Victor Frankl's "Man's Search for Meaning" is another survivor's account but with a difference; Frankl moves from his experience at Auschwitz to a formulation of the pschiatric theory of "logotherapy", a theory based on the idea that man's primary drive is to find/ create meaning in their lives. This theory contrasts with Freud's idea that sex is the primary drive or Adler's ideas that power is the primary drive. (These are gross simplifications - psychiatry aint my area of expertise...)

William Styron's "Sophie's Choice" deals directly with the issue of the Nazi concentration camps - the character Sophie is a non-Jewish survivor of Auschwitz. The book is a scintillating read and deals with a wide range of profound issues - in relation to the holocaust perhaps the main focus is on the tragic experience of the survivors of Auschwitz, all of whom were horrifically scarred by their experiences.

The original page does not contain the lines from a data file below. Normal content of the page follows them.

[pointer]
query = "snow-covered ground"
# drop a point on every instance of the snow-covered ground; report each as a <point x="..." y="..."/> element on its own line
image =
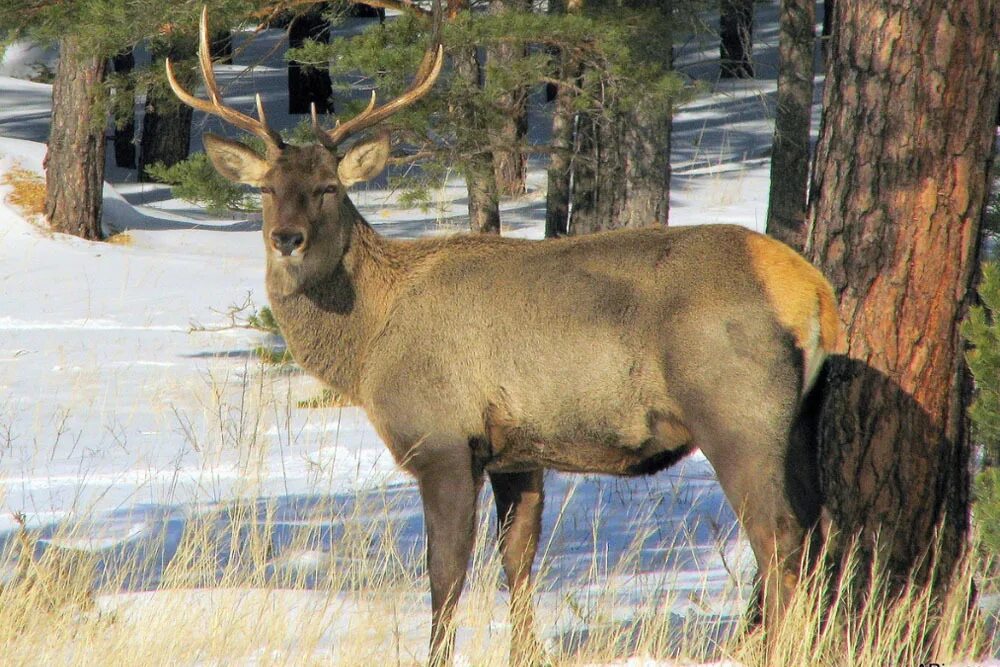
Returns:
<point x="118" y="418"/>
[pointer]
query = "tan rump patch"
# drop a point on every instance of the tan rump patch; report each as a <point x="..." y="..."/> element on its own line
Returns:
<point x="802" y="298"/>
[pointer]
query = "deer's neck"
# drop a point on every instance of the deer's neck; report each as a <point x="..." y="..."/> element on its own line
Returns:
<point x="329" y="323"/>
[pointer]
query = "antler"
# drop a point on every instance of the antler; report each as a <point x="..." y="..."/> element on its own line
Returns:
<point x="215" y="105"/>
<point x="427" y="74"/>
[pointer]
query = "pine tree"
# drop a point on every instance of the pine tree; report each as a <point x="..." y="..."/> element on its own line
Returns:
<point x="459" y="124"/>
<point x="899" y="186"/>
<point x="89" y="34"/>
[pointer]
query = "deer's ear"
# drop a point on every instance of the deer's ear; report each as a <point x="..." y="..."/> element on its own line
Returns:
<point x="364" y="161"/>
<point x="234" y="160"/>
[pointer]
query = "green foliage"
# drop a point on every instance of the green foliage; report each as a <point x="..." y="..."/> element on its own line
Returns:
<point x="982" y="331"/>
<point x="264" y="320"/>
<point x="623" y="56"/>
<point x="106" y="27"/>
<point x="986" y="496"/>
<point x="196" y="180"/>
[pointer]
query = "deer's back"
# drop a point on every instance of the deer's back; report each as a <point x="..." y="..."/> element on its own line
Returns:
<point x="604" y="339"/>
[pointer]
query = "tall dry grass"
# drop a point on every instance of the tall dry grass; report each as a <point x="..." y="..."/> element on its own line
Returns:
<point x="247" y="582"/>
<point x="224" y="599"/>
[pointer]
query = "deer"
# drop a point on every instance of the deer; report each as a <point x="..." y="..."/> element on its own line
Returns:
<point x="479" y="356"/>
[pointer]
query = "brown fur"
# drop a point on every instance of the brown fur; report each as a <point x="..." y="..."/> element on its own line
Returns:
<point x="616" y="353"/>
<point x="798" y="292"/>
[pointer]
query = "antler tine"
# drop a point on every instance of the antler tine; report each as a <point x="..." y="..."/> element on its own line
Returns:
<point x="214" y="106"/>
<point x="320" y="133"/>
<point x="423" y="82"/>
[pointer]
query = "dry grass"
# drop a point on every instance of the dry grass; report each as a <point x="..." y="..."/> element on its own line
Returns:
<point x="121" y="238"/>
<point x="27" y="191"/>
<point x="362" y="602"/>
<point x="244" y="585"/>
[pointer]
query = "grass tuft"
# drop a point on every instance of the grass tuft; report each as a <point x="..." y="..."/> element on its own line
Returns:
<point x="27" y="190"/>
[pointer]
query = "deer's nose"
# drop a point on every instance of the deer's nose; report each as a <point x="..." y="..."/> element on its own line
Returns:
<point x="287" y="242"/>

One step removed from the issue of Auschwitz is Anne Michaels' book "Fugitive Pieces" which is a beautiful account of the life of a Jewish survivor of the Nazis. Anne Frank's diary is also a fascinating read - and so well known I don't need to describe it here.

There are a few other books on the issue that I haven't read but would like to, most notably Tadeusz Borowski's "This way for the Gas, Ladies and Gentlemen" - another survivor's account.